The first step to internet publishing is to create an FAQ - a collection of frequently asked questions. In need not ultimately be published in question-and-answer format, but it should be used as a guide to indicate what information you should publish, in whatever format you choose.

The traditional FAQ was developed for the Internet as a primer to preempt new participants asking elementary questions by providing the answers in advance. In much the same way, developing an FAQ for your company helps you to be proactive in providing the information your customers want.

Again, it's information "your customers want," not what you may wish to tell them - hence, a FAQ that is created internally is seldom of much use to the customer. Instead, you will need to conduct research - whether it is formal market research, or merely scheduling a time to sit with your phone service reps to discover what questions the customer is asking most frequently.

You must also consider the roles of the customers: there will be a different set of questions for a person who's never heard of your product, one who does know of it but wants top know how you compare to your competitors, one who wants to order the product, and one who has already ordered the product.

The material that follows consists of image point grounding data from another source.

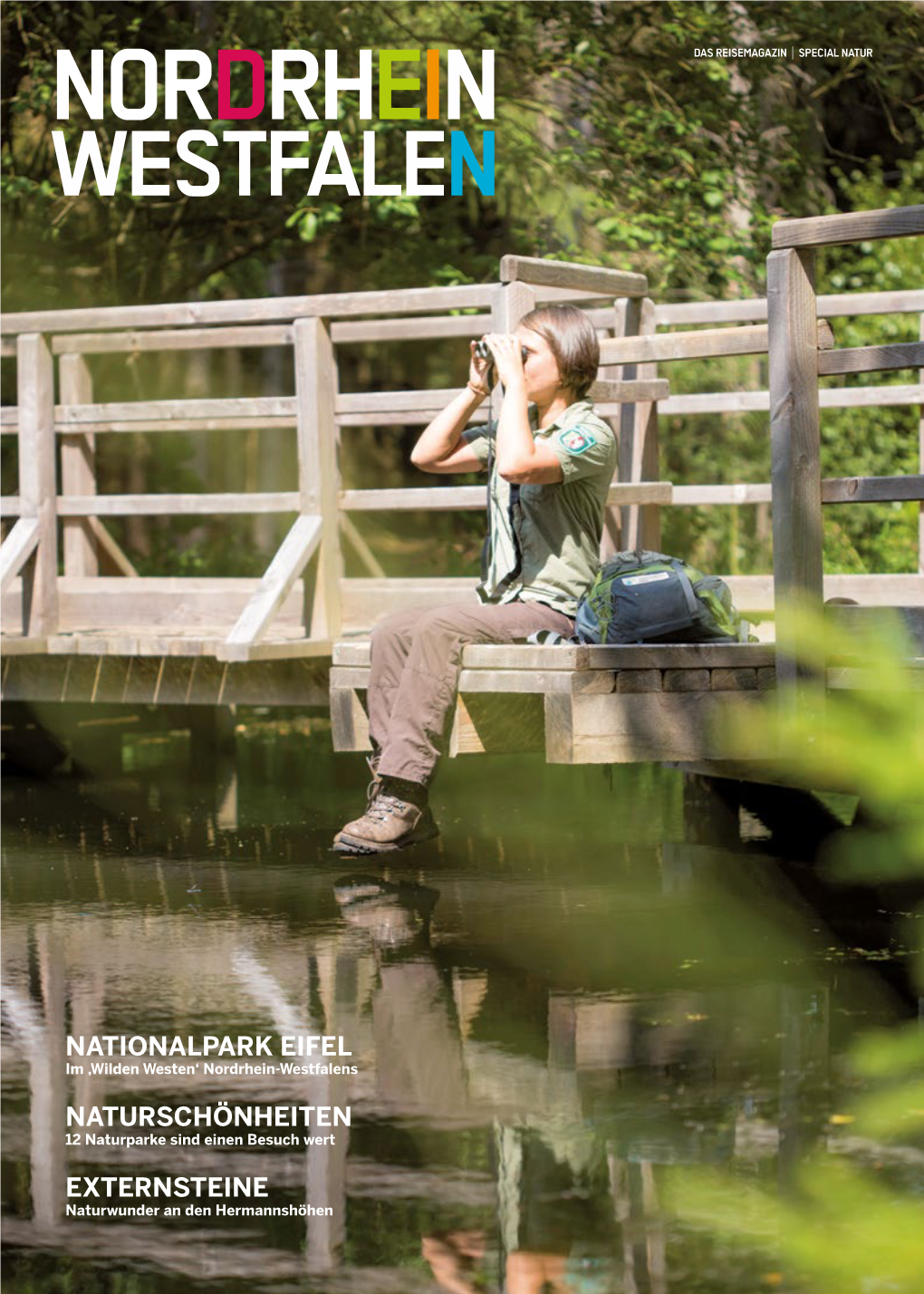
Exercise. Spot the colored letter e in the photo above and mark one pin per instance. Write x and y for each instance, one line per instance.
(258, 72)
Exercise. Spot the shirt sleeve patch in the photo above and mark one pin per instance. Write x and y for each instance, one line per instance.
(576, 440)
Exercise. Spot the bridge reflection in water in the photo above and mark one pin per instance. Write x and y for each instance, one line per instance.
(544, 1033)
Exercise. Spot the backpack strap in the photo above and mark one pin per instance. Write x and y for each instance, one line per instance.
(686, 586)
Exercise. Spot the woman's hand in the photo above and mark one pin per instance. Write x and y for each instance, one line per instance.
(507, 356)
(479, 372)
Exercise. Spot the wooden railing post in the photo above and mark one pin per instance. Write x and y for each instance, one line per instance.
(794, 443)
(920, 459)
(78, 468)
(35, 398)
(639, 449)
(319, 471)
(509, 304)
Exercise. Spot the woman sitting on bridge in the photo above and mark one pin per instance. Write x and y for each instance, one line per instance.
(550, 461)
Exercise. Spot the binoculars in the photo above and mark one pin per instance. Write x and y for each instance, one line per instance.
(483, 351)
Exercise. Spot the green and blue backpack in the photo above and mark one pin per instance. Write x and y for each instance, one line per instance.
(646, 597)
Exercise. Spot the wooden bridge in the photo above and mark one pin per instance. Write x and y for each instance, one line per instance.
(75, 632)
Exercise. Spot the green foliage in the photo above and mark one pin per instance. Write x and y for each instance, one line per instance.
(852, 1221)
(615, 145)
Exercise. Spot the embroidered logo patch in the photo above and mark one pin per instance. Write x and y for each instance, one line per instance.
(576, 440)
(646, 579)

Aside of customers, you may wish to consider other audiences: what questions would be asked by a supplier? A journalist? A legislator? A prospective employee? All of these audiences will visit your site - and while serving their needs is less important than serving your customers, they should also be considered.

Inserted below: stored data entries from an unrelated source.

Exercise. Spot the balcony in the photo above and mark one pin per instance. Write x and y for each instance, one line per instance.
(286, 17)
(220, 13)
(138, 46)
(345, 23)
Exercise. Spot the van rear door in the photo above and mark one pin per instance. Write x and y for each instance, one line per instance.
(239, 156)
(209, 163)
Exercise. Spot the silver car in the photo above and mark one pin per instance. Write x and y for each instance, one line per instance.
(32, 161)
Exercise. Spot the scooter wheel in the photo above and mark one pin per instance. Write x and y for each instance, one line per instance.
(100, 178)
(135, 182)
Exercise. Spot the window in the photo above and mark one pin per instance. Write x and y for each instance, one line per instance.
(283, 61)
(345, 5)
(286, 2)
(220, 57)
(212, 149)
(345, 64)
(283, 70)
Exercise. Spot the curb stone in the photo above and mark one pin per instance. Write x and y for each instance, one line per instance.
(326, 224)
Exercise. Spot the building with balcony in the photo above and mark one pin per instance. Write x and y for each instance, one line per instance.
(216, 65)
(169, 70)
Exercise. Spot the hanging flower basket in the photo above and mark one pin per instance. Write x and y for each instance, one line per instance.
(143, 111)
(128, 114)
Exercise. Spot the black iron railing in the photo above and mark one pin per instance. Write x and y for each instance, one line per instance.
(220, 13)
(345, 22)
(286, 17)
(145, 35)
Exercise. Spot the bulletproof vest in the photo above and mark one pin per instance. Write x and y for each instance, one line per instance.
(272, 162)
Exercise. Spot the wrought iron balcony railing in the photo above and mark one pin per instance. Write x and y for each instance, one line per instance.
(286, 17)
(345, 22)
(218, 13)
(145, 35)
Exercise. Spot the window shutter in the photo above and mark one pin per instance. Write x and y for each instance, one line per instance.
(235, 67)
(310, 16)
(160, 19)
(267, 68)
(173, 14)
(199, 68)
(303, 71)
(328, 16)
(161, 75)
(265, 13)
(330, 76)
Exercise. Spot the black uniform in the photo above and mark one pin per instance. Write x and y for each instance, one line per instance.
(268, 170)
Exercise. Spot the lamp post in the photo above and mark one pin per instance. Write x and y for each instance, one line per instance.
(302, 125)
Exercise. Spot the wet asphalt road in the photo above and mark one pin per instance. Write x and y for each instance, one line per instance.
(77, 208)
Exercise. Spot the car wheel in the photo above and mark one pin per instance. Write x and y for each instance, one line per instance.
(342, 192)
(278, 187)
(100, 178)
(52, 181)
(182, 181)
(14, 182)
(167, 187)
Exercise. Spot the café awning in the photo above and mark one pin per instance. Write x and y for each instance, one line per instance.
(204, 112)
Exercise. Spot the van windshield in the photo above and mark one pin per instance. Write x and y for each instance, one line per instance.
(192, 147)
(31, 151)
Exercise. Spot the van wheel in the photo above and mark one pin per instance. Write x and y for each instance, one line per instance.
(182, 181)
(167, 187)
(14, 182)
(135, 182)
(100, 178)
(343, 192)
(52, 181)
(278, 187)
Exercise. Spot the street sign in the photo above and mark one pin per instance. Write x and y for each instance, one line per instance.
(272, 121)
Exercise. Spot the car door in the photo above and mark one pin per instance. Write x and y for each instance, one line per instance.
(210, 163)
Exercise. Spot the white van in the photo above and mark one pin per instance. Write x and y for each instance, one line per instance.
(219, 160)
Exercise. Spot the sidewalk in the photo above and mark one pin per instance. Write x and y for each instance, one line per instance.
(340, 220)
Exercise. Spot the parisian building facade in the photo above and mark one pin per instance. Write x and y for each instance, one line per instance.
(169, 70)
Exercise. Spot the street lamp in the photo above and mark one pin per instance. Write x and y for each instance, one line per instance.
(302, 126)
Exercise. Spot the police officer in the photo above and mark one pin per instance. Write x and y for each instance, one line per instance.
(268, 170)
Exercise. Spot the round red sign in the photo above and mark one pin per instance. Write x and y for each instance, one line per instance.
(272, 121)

The author provides some tips for developing an actual FAQ page, which is often a good start for companies that have no Web presence at all and are just putting together the basic information.

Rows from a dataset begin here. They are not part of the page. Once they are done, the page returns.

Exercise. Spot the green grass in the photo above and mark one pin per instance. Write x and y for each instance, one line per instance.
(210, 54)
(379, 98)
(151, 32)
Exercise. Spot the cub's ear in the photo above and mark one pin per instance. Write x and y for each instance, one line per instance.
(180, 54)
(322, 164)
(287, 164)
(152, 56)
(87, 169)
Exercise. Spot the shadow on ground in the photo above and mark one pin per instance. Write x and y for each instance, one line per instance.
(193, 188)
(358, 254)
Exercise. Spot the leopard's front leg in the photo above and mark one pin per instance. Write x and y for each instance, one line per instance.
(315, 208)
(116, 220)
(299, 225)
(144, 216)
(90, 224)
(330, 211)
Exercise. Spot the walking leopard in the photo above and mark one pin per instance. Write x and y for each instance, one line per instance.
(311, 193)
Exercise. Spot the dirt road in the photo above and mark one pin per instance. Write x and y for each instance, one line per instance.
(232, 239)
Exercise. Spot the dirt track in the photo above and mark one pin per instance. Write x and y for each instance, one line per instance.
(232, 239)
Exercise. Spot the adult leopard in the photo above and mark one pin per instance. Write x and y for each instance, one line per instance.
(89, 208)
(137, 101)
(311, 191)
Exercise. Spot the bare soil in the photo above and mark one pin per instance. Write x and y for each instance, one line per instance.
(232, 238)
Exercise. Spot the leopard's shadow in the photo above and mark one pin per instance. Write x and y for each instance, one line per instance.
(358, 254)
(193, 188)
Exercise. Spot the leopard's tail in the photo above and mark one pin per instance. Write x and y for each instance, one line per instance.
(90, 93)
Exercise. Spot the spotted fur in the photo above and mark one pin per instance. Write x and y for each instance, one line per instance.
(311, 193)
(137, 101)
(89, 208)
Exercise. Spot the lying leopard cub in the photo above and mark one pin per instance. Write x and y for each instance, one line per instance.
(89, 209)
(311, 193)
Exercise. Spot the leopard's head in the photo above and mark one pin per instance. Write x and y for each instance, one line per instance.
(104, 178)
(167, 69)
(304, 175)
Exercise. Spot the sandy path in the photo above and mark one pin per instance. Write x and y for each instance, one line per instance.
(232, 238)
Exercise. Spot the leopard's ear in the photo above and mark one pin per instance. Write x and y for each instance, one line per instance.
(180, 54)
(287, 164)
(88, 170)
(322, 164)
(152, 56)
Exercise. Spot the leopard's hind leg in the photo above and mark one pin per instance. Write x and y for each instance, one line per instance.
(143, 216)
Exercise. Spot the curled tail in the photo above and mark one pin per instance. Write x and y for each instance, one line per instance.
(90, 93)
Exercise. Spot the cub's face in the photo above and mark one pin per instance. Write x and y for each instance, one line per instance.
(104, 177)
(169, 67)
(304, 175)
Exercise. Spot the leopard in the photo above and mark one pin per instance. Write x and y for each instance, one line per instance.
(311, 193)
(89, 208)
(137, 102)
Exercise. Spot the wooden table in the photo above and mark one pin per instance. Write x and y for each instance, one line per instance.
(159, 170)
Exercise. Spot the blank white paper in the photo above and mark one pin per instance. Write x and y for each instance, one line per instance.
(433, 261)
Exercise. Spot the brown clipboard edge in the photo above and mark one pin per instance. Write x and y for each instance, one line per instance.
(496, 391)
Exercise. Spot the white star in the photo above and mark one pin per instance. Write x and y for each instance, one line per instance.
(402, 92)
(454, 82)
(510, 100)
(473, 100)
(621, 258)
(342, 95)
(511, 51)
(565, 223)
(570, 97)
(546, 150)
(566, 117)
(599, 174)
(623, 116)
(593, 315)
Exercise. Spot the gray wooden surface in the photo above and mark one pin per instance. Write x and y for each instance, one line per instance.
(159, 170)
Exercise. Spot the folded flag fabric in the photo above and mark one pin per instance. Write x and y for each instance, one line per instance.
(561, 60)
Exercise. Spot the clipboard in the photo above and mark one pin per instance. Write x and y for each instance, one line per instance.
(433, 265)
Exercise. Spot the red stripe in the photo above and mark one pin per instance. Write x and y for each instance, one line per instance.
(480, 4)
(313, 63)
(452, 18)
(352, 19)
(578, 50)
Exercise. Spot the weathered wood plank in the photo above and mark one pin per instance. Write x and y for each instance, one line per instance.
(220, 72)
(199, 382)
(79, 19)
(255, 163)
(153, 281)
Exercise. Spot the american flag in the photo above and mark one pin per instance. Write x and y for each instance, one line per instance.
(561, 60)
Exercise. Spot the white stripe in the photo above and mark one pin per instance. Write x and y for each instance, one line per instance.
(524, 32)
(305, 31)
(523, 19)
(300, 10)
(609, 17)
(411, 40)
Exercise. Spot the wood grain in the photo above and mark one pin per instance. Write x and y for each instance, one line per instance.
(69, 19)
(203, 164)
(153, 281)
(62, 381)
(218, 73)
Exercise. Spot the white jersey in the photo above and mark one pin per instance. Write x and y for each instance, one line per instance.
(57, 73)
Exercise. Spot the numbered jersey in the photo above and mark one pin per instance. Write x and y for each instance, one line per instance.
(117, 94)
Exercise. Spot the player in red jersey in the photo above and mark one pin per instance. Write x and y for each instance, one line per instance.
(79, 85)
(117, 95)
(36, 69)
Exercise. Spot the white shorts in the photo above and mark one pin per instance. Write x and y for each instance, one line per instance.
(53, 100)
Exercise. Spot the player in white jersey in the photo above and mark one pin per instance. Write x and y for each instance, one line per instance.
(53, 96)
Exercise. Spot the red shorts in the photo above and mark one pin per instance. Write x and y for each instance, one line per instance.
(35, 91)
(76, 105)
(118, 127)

I'm skipping that, as it's far too primitive (and largely driven by common sense).

Next Step: Search

The author suggests search as being requisite to all Web sites of a "sizable" Web site. I'm going to skip over that, as it's generally accepted that search is a navigation of last recourse.

Search is only needed if a Web site is so poorly designed that a user cannot find the information they want via the site navigation - and in those cases, Web site searches tend to be put together with just as much (or more aptly, as little) consideration of the user as the navigation was, and suck just as badly.

The Truth, But Not The Whole Truth

The author offers a little more bad advice: he suggests that you do not want to publish unflattering information about your company - that there are other sites that will criticize your company, and your own should be universally positive.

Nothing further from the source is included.